Effective communication is not something that has come easily to me. I suppose that if I had been especially capable in interpersonal communication from my childhood on, I would never have studied it so tenaciously. It was because communication was a problem for me that I researched it, tried out what I learned, taught it, and wrote about it.
I feel better qualified to teach these skills precisely because they do not come easily for me. I have struggled through many of the same impasses that block the typical learner from developing more fruitful ways of relating. Perhaps because of some of these initial deficits I can help you to overcome many of the pitfalls to learning and using these skills.
The writing of this book has gone on amidst the absorbing and incessant demands of managing a consulting firm. There are undoubtedly many advantages to writing in an unhurried, undemanding schedule. The daily pressure of an active business and teaching life, however, may be more of an advantage than a disadvantage. The skills have been used and tested daily in the hurly-burly of life as the book was written over a six-year period.
I write these pages with confidence that they will be of great benefit to the reader who applies them. Several thousand copies of earlier editions have been read by participants of our Communication Skills workshops. Literally hundreds who have read early editions of this book have written to say that these approaches to interpersonal relationships have worked for them and have greatly enriched their lives. Many say the book not only changed their ideas about human interaction, but it also helped them change their behaviors and enhance their relationships. This expanded volume should be even more useful.
This book, which began as a journey into myself and a study of how my interactions with people could be improved, was nourished by the thinking, research, teaching, and writing of Thomas Gordon, Carl Rogers, Allen Ivey, Gerard Egan, and Robert Carkhuff. The references in the “Notes” section indicate many of the other authors who have contributed to my understanding of interpersonal communication. Sometimes, when I am reading, the way a person has phrased his truth is as important to me as the truth itself. The wording is like a powerful painting that I would like to put on the wall. I want to share the statement with other people, not just for its truth, but also because the way it is worded somehow has a special meaning for me. So, sprinkled throughout these pages, you will find many quotations that resonate with my experience, taste, and values.
The concepts in this book have been discussed at length with colleagues at Ridge Consultants, especially Dot Bolton and Ed Lisbe. Their thinking and phrasing have contributed much to the book.

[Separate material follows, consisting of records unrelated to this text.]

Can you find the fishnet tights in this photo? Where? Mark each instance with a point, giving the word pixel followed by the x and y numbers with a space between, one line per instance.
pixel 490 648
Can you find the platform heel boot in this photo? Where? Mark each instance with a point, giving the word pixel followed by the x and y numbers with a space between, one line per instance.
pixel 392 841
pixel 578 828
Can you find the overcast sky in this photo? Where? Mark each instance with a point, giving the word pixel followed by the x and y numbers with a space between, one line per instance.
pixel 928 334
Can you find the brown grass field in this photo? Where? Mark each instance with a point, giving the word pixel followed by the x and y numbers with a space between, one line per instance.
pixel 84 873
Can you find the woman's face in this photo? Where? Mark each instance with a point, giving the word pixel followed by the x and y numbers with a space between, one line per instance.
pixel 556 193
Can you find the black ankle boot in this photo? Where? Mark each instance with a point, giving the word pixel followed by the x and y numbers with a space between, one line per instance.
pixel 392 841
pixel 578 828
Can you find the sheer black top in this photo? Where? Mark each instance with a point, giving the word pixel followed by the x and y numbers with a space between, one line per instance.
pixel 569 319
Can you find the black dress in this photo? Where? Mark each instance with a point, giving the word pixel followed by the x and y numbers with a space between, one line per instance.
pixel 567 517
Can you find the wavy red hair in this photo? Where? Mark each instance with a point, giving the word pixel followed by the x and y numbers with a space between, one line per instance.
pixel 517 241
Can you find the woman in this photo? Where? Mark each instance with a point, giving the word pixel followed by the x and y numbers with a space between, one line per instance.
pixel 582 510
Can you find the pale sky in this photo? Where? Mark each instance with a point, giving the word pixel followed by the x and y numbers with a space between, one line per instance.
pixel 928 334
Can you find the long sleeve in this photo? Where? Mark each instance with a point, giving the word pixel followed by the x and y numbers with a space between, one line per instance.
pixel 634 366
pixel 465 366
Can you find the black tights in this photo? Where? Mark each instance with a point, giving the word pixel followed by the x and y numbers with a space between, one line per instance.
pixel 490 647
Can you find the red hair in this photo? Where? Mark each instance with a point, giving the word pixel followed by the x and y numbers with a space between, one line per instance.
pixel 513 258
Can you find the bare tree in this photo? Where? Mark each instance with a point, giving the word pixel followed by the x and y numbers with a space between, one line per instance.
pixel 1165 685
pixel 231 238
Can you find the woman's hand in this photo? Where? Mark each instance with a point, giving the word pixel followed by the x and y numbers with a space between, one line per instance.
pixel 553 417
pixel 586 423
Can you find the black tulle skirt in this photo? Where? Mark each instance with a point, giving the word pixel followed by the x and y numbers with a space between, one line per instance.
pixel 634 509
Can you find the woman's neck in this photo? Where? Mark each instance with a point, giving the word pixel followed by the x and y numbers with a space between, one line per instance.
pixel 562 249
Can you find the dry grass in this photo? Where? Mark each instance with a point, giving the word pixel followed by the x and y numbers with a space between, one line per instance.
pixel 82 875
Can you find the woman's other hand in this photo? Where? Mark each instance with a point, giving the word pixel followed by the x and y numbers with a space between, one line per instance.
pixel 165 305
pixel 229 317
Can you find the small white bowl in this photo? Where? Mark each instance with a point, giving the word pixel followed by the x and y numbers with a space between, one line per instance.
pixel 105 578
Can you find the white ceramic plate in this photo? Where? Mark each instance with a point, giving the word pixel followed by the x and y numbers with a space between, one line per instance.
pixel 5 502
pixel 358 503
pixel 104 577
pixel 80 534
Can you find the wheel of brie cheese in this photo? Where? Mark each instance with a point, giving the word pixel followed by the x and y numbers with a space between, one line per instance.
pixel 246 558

Special thanks too are due to the students in our communication-skills workshops who have contributed to my understanding. They have come from all walks of life: managers, salespeople, secretaries, teachers, health-care professionals, customer-relations personnel, construction workers, supervisors, psychologists, lawyers, members of the clergy, and many others. As they struggled to develop their communication skills, I found easier ways to teach these methods. As participants wrestled to apply the skills to particular situations, I discovered inadequacies in the theory and methods and was able to develop more helpful constructs. Many of the examples in the book come from their experiences. Names and some details have been disguised to preserve anonymity.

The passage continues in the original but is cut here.